Indian coal buyers seek deferrals as rupee slump raises costs
05 Sep 2013
Coal buyers in India, the world’s third-largest user, are negotiating to defer imports from Indonesia as the slump in the rupee makes them more expensive.
Buyers are asking to delay shipments of Indonesian thermal coal for as long as one month as they seek to negotiate lower prices with suppliers, Ramli Ahmad, the managing director of PT Asia Pacific Mining Resources, which trades 2 million metric tons a year, said at a conference in Balikpapan, Indonesia yesterday. “Some are not clear on how long they are asking to delay,” he said.

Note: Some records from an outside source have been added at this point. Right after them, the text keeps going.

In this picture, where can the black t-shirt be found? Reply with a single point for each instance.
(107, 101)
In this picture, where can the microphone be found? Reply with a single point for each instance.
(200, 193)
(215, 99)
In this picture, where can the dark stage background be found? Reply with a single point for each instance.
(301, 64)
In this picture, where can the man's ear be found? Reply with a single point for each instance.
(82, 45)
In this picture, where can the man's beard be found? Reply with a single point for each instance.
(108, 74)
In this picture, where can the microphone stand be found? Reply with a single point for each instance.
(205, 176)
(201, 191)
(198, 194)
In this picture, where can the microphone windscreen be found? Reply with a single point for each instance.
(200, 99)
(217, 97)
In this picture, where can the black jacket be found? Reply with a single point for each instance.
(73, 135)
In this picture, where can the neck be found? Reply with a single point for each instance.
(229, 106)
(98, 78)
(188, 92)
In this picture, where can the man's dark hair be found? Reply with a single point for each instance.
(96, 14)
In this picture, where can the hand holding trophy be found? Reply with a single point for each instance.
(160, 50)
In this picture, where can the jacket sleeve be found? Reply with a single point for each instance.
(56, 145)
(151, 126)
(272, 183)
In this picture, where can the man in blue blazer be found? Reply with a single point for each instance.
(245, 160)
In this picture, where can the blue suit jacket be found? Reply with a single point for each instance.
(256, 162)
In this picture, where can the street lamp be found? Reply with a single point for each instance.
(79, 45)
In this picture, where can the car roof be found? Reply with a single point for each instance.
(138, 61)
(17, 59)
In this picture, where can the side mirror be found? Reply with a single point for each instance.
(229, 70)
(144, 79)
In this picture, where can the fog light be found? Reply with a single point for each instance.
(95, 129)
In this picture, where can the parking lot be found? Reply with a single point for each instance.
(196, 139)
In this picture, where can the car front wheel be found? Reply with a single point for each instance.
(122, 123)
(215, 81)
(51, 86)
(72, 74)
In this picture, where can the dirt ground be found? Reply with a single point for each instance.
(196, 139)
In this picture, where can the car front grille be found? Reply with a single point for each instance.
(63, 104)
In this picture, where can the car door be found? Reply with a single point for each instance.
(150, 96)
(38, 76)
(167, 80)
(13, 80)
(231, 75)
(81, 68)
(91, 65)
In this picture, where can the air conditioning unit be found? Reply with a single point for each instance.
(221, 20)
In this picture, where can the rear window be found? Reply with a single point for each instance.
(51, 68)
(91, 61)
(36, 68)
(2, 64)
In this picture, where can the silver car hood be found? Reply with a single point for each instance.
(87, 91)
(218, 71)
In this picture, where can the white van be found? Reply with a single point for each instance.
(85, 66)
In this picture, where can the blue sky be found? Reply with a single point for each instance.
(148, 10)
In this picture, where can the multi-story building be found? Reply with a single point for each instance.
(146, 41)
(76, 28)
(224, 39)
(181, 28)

The rupee fell to a record low of 68.845 per dollar last week as fund outflows from the local financial market left the currency vulnerable to an unprecedented current-account deficit. The currency has weakened 19 percent so far this year, according to prices from local banks compiled by Bloomberg. India was the biggest buyer of Indonesian coal last year after China.
Indian importers are seeking to buy the fuel with a heating value of 5,500 kilocalories a kilogram on a net as-received basis at $79 to $80 a ton while Indonesian suppliers are offering at $85 a ton, cost and freight basis, said Ashok Mitra, the chief financial officer of PT Kaltim Prima Coal, a unit of Indonesia’s largest coal producer, PT Bumi Resources. (BUMI) Indonesian sellers are offering coal with a heating value of 3,600 kilocalories a kilogram at $37 to $38 a ton while Indian buyers are bidding at around $35 a ton, Mitra said.
“Indian buyers want to cover any increase in costs because of rupee depreciation through a reduction in price from the coal producers,” Mitra said at the conference. “There won’t be any default. They have to take the cargo, but the issue will be on the price.”
Deferral requests from Indian buyers are unlikely to cut purchases because of demand for electricity and lack of local coal supply, Mitra said.
India increased coal imports by 50 percent in July, receiving 13.3 million tons of steam coal and 3.12 million of the coking variety, according to Interocean, a New Delhi-based shipper.